Science Explained

I was looking up Ayurveda, and was surprised to read that veda means "science!" Not a science that changes its theories and its findings every few years based on theory, experiment, and outcome - no. Not that sort of science. The science of Veda is an ageless, eternal knowledge built on siddhantas - fundamental unchanging principles.

In other words - not "science" so much as "dogmatic superstition."

In the old days I always heard veda meant "way," not "science." But there you go. These days they say it means "science." People think science is a more impressive word to use, I guess. You know what, though? Just because you think a word sounds better, doesn't mean you should use it. You can't use a word just because you like the impressive connotations - you can't pick the wrong word at whim, and then throw the real definition out the window!
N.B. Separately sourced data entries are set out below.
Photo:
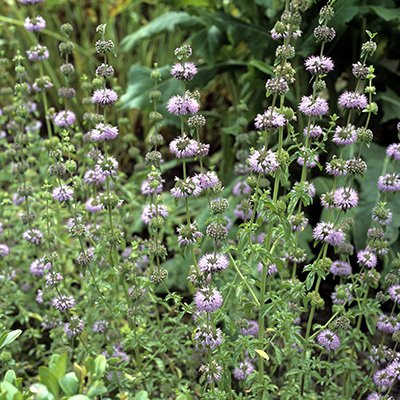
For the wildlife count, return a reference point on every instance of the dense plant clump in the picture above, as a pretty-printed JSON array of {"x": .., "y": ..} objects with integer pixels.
[{"x": 172, "y": 276}]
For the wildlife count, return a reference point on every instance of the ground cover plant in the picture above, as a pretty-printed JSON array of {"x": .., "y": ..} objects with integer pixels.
[{"x": 201, "y": 217}]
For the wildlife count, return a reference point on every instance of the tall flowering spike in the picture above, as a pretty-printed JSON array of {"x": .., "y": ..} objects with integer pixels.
[
  {"x": 353, "y": 100},
  {"x": 269, "y": 120},
  {"x": 328, "y": 340}
]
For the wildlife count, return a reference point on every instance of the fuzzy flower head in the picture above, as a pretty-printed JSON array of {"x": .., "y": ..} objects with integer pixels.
[
  {"x": 270, "y": 270},
  {"x": 269, "y": 120},
  {"x": 251, "y": 329},
  {"x": 394, "y": 292},
  {"x": 353, "y": 100},
  {"x": 389, "y": 183},
  {"x": 74, "y": 327},
  {"x": 188, "y": 234},
  {"x": 264, "y": 161},
  {"x": 315, "y": 108},
  {"x": 211, "y": 371},
  {"x": 213, "y": 262},
  {"x": 341, "y": 268},
  {"x": 388, "y": 324},
  {"x": 326, "y": 232},
  {"x": 315, "y": 131},
  {"x": 184, "y": 147},
  {"x": 359, "y": 70},
  {"x": 207, "y": 335},
  {"x": 336, "y": 166},
  {"x": 367, "y": 258},
  {"x": 179, "y": 105},
  {"x": 64, "y": 118},
  {"x": 208, "y": 300},
  {"x": 38, "y": 52},
  {"x": 345, "y": 136},
  {"x": 341, "y": 295},
  {"x": 62, "y": 193},
  {"x": 35, "y": 24},
  {"x": 150, "y": 211},
  {"x": 243, "y": 370},
  {"x": 393, "y": 151},
  {"x": 104, "y": 97},
  {"x": 319, "y": 65},
  {"x": 328, "y": 340},
  {"x": 345, "y": 198},
  {"x": 33, "y": 236},
  {"x": 103, "y": 132},
  {"x": 184, "y": 72},
  {"x": 298, "y": 222},
  {"x": 63, "y": 302},
  {"x": 4, "y": 250},
  {"x": 381, "y": 214}
]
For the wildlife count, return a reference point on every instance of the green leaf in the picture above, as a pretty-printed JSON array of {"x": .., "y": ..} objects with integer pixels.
[
  {"x": 142, "y": 395},
  {"x": 388, "y": 14},
  {"x": 184, "y": 397},
  {"x": 9, "y": 338},
  {"x": 69, "y": 384},
  {"x": 10, "y": 389},
  {"x": 49, "y": 380},
  {"x": 60, "y": 366},
  {"x": 165, "y": 23},
  {"x": 100, "y": 364},
  {"x": 10, "y": 377},
  {"x": 41, "y": 392},
  {"x": 96, "y": 389}
]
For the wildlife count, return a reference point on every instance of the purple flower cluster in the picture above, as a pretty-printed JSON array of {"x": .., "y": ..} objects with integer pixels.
[
  {"x": 393, "y": 151},
  {"x": 104, "y": 97},
  {"x": 367, "y": 258},
  {"x": 313, "y": 107},
  {"x": 319, "y": 65},
  {"x": 179, "y": 105},
  {"x": 212, "y": 263},
  {"x": 388, "y": 324},
  {"x": 74, "y": 327},
  {"x": 33, "y": 236},
  {"x": 63, "y": 302},
  {"x": 150, "y": 211},
  {"x": 184, "y": 72},
  {"x": 341, "y": 268},
  {"x": 103, "y": 132},
  {"x": 353, "y": 100},
  {"x": 208, "y": 300},
  {"x": 328, "y": 340},
  {"x": 35, "y": 24},
  {"x": 345, "y": 136},
  {"x": 326, "y": 232},
  {"x": 263, "y": 161},
  {"x": 64, "y": 119},
  {"x": 38, "y": 52},
  {"x": 244, "y": 369},
  {"x": 39, "y": 268},
  {"x": 389, "y": 183},
  {"x": 269, "y": 120},
  {"x": 63, "y": 193},
  {"x": 207, "y": 335},
  {"x": 4, "y": 250}
]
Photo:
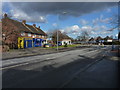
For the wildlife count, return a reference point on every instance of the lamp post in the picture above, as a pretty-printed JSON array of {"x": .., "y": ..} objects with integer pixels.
[{"x": 58, "y": 27}]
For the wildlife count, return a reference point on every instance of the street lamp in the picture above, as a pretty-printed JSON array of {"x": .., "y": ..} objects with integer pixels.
[{"x": 58, "y": 27}]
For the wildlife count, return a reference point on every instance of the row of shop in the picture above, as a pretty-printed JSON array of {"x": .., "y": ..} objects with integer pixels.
[{"x": 25, "y": 42}]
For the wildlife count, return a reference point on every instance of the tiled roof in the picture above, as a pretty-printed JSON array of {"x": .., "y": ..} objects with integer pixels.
[{"x": 61, "y": 35}]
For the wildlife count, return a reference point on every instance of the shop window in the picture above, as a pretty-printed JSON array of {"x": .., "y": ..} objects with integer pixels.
[{"x": 22, "y": 34}]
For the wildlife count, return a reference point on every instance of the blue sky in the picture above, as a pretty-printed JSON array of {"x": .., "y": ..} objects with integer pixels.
[{"x": 94, "y": 21}]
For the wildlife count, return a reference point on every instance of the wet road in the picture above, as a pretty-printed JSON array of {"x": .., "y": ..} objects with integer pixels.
[{"x": 50, "y": 71}]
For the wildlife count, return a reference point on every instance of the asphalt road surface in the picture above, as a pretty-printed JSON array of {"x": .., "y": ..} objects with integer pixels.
[{"x": 57, "y": 70}]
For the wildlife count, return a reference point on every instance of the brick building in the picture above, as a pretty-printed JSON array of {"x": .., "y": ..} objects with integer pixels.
[{"x": 21, "y": 35}]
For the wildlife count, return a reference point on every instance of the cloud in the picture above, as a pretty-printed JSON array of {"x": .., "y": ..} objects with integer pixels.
[
  {"x": 32, "y": 10},
  {"x": 83, "y": 22},
  {"x": 101, "y": 19},
  {"x": 72, "y": 29},
  {"x": 54, "y": 24},
  {"x": 108, "y": 10},
  {"x": 18, "y": 14}
]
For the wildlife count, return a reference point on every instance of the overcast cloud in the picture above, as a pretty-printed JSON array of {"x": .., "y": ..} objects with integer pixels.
[{"x": 37, "y": 11}]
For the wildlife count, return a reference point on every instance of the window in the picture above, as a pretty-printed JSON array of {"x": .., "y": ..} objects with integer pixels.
[
  {"x": 69, "y": 42},
  {"x": 42, "y": 36},
  {"x": 34, "y": 35}
]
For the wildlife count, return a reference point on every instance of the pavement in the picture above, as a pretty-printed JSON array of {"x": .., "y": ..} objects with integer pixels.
[
  {"x": 17, "y": 53},
  {"x": 80, "y": 68},
  {"x": 103, "y": 74}
]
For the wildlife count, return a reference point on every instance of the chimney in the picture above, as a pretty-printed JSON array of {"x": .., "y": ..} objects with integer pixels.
[
  {"x": 34, "y": 25},
  {"x": 38, "y": 26},
  {"x": 5, "y": 15},
  {"x": 24, "y": 21}
]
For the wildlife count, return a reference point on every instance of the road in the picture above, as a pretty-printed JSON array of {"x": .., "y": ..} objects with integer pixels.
[{"x": 56, "y": 70}]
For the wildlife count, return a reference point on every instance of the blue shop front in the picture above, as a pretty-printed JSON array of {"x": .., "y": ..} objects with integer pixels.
[{"x": 37, "y": 42}]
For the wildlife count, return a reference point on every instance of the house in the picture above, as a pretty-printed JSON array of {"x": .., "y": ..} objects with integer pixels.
[
  {"x": 21, "y": 35},
  {"x": 62, "y": 38}
]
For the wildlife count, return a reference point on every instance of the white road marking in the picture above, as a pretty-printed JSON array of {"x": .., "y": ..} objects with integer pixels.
[{"x": 13, "y": 66}]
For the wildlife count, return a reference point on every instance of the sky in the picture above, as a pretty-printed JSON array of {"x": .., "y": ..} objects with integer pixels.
[{"x": 69, "y": 17}]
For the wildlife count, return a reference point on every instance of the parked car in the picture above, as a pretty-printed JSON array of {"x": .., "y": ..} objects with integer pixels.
[{"x": 46, "y": 45}]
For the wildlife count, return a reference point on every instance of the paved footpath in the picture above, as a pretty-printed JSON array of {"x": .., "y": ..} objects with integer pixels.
[{"x": 103, "y": 74}]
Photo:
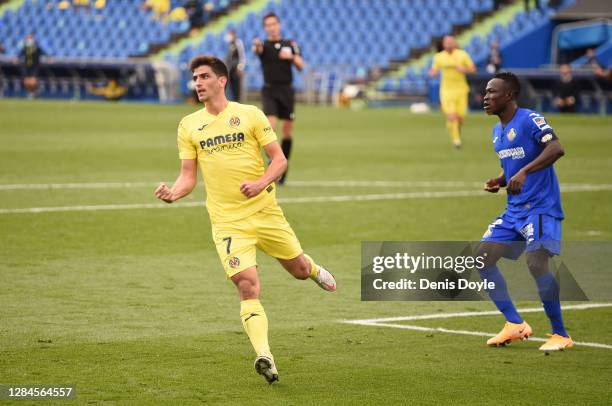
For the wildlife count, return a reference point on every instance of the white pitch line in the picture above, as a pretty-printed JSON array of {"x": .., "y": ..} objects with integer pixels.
[
  {"x": 384, "y": 322},
  {"x": 474, "y": 333},
  {"x": 289, "y": 200},
  {"x": 475, "y": 314},
  {"x": 295, "y": 183}
]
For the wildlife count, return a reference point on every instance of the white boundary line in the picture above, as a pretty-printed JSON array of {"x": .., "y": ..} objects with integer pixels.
[
  {"x": 290, "y": 200},
  {"x": 291, "y": 184},
  {"x": 385, "y": 322}
]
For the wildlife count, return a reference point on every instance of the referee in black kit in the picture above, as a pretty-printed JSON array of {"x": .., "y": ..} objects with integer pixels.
[{"x": 277, "y": 56}]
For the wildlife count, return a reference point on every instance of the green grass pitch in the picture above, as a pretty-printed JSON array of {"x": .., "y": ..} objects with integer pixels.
[{"x": 132, "y": 305}]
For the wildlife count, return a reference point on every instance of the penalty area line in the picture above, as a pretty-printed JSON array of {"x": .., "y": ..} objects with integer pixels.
[{"x": 385, "y": 322}]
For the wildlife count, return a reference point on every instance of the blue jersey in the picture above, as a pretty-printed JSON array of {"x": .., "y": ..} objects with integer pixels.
[{"x": 517, "y": 144}]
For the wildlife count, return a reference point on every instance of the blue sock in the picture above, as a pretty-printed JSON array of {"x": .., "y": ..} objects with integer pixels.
[
  {"x": 500, "y": 295},
  {"x": 549, "y": 294}
]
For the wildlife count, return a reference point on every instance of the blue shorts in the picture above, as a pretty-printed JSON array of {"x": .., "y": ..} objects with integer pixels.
[{"x": 531, "y": 233}]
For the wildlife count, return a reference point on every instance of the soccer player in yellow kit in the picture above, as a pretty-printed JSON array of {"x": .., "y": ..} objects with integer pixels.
[
  {"x": 225, "y": 139},
  {"x": 453, "y": 63}
]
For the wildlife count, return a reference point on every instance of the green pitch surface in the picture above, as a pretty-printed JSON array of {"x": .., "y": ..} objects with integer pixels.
[{"x": 103, "y": 290}]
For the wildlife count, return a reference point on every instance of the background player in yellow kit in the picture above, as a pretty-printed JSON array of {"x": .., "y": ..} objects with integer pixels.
[
  {"x": 225, "y": 139},
  {"x": 453, "y": 63}
]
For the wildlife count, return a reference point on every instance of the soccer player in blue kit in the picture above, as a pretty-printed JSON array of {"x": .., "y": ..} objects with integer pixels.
[{"x": 527, "y": 148}]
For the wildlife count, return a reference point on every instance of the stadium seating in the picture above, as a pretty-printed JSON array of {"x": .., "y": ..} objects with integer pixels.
[
  {"x": 416, "y": 82},
  {"x": 119, "y": 30},
  {"x": 348, "y": 37}
]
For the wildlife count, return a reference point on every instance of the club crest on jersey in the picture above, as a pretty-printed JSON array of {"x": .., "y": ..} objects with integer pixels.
[
  {"x": 511, "y": 134},
  {"x": 234, "y": 121},
  {"x": 541, "y": 122},
  {"x": 234, "y": 262}
]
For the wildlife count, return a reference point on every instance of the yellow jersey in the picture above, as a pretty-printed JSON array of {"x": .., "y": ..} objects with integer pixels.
[
  {"x": 228, "y": 149},
  {"x": 447, "y": 62}
]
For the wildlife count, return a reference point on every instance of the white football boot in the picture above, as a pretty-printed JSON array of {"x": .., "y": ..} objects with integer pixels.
[{"x": 264, "y": 365}]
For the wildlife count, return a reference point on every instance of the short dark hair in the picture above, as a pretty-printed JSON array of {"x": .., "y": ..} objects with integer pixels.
[
  {"x": 270, "y": 15},
  {"x": 216, "y": 64},
  {"x": 511, "y": 81}
]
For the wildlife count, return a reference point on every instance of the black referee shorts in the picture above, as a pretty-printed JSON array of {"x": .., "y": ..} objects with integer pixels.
[{"x": 278, "y": 101}]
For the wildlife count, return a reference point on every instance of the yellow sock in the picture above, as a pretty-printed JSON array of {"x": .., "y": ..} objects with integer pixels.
[
  {"x": 453, "y": 128},
  {"x": 314, "y": 269},
  {"x": 255, "y": 324}
]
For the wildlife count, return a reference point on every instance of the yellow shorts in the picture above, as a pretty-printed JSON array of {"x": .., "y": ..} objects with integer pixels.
[
  {"x": 455, "y": 102},
  {"x": 267, "y": 230}
]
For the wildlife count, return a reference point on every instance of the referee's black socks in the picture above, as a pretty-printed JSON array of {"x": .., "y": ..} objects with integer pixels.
[{"x": 286, "y": 147}]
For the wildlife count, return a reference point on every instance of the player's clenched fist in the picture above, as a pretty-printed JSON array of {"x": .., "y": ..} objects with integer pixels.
[
  {"x": 493, "y": 185},
  {"x": 163, "y": 192},
  {"x": 251, "y": 188}
]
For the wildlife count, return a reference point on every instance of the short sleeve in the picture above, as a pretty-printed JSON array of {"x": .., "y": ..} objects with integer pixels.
[
  {"x": 186, "y": 148},
  {"x": 436, "y": 62},
  {"x": 262, "y": 130},
  {"x": 541, "y": 131},
  {"x": 295, "y": 48}
]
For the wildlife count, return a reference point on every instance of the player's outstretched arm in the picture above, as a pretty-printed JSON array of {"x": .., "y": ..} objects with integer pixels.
[
  {"x": 552, "y": 151},
  {"x": 183, "y": 185},
  {"x": 493, "y": 185},
  {"x": 278, "y": 165}
]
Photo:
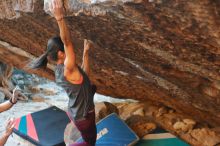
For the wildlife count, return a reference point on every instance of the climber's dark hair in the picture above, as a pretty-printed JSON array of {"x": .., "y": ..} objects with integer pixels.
[{"x": 54, "y": 45}]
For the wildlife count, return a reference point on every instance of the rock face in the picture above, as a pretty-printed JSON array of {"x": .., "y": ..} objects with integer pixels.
[{"x": 165, "y": 51}]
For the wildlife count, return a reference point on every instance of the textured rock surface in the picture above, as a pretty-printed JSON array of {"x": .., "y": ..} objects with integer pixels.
[{"x": 166, "y": 51}]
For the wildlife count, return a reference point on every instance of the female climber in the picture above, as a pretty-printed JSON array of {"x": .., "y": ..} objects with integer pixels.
[{"x": 71, "y": 77}]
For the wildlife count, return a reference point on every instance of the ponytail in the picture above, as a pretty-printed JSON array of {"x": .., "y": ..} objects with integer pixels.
[
  {"x": 40, "y": 62},
  {"x": 54, "y": 45}
]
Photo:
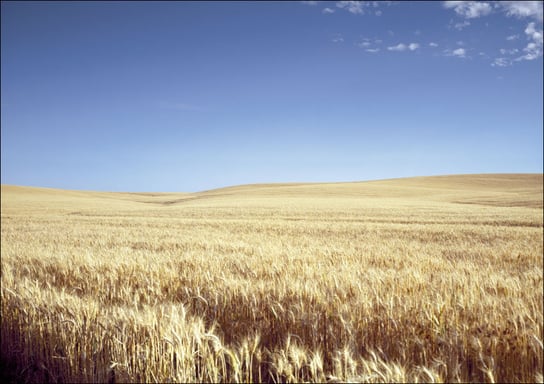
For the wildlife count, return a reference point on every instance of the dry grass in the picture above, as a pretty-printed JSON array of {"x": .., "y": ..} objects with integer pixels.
[{"x": 422, "y": 279}]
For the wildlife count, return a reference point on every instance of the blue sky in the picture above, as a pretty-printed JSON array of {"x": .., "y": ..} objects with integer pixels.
[{"x": 188, "y": 96}]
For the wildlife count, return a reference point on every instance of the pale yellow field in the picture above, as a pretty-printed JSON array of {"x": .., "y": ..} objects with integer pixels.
[{"x": 420, "y": 279}]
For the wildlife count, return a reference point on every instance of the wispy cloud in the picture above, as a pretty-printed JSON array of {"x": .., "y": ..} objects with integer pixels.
[
  {"x": 355, "y": 7},
  {"x": 522, "y": 9},
  {"x": 501, "y": 62},
  {"x": 475, "y": 9},
  {"x": 337, "y": 38},
  {"x": 459, "y": 52},
  {"x": 461, "y": 25},
  {"x": 505, "y": 51},
  {"x": 362, "y": 7},
  {"x": 364, "y": 43},
  {"x": 403, "y": 47},
  {"x": 533, "y": 50},
  {"x": 469, "y": 9}
]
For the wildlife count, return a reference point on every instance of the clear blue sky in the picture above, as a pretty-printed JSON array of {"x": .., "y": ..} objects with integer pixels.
[{"x": 187, "y": 96}]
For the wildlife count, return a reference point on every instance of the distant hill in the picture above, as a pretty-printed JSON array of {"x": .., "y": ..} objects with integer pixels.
[{"x": 521, "y": 190}]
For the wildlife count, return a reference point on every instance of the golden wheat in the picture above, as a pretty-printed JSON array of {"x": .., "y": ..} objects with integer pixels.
[{"x": 424, "y": 279}]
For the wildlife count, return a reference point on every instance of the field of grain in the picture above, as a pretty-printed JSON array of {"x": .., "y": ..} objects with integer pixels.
[{"x": 421, "y": 279}]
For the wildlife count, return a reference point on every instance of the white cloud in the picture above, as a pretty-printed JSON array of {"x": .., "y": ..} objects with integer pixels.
[
  {"x": 522, "y": 9},
  {"x": 469, "y": 9},
  {"x": 355, "y": 7},
  {"x": 459, "y": 52},
  {"x": 403, "y": 47},
  {"x": 501, "y": 62},
  {"x": 512, "y": 51},
  {"x": 460, "y": 26},
  {"x": 398, "y": 47},
  {"x": 533, "y": 50}
]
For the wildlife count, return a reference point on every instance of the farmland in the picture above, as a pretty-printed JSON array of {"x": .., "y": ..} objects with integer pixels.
[{"x": 416, "y": 279}]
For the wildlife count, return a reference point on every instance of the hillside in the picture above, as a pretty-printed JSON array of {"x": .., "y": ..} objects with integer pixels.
[{"x": 516, "y": 190}]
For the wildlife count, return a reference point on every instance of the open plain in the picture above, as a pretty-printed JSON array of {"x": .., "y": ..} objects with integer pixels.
[{"x": 419, "y": 279}]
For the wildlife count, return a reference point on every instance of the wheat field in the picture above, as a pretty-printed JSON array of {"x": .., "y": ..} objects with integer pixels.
[{"x": 428, "y": 279}]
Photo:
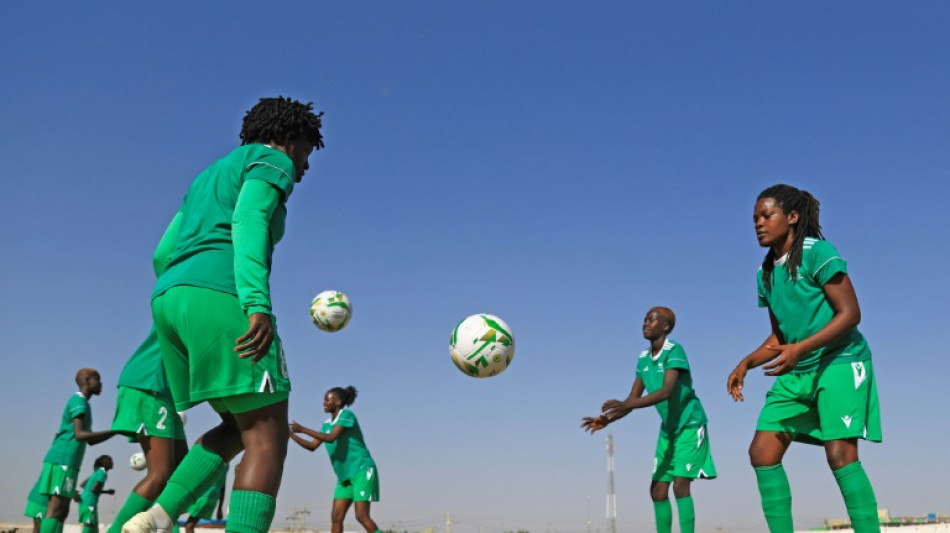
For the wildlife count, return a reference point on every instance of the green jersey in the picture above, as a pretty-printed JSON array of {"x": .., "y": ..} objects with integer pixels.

Substituting your own whimsical definition: "Oh 'science' doesn't mean that anymore, it means this because I'm using it like this." That doesn't fly!

I have a little theory that veda does not mean "science." It means "way."

Oh, and another thing: Jesus Christ is not a scientist. Assuming you're a Christian Scientist, and assuming Jesus Christ is what you say he is - then the one thing he categorically is not, is a scientist! A scientist is not someone who automagically knows the fundamental truth of all things. A scientist is someone who is forced to grope for the fundamental truths about things, his way illuminated only by past theories, past experiments, past outcomes.

Oh, and yet another thing: in that last sentence, when I say the word "his" - that is gender neutral. I don't care whether you think so or not. The intent of the speaker is what governs meaning in language, not the hysterically-biased overreactions of the listener.

Which is still not to say that you can just pick the wrong word and use it at will, to mean something else. As we've already established...that doesn't fly.

I forget what "Ayur" means, but it's not really important at this point.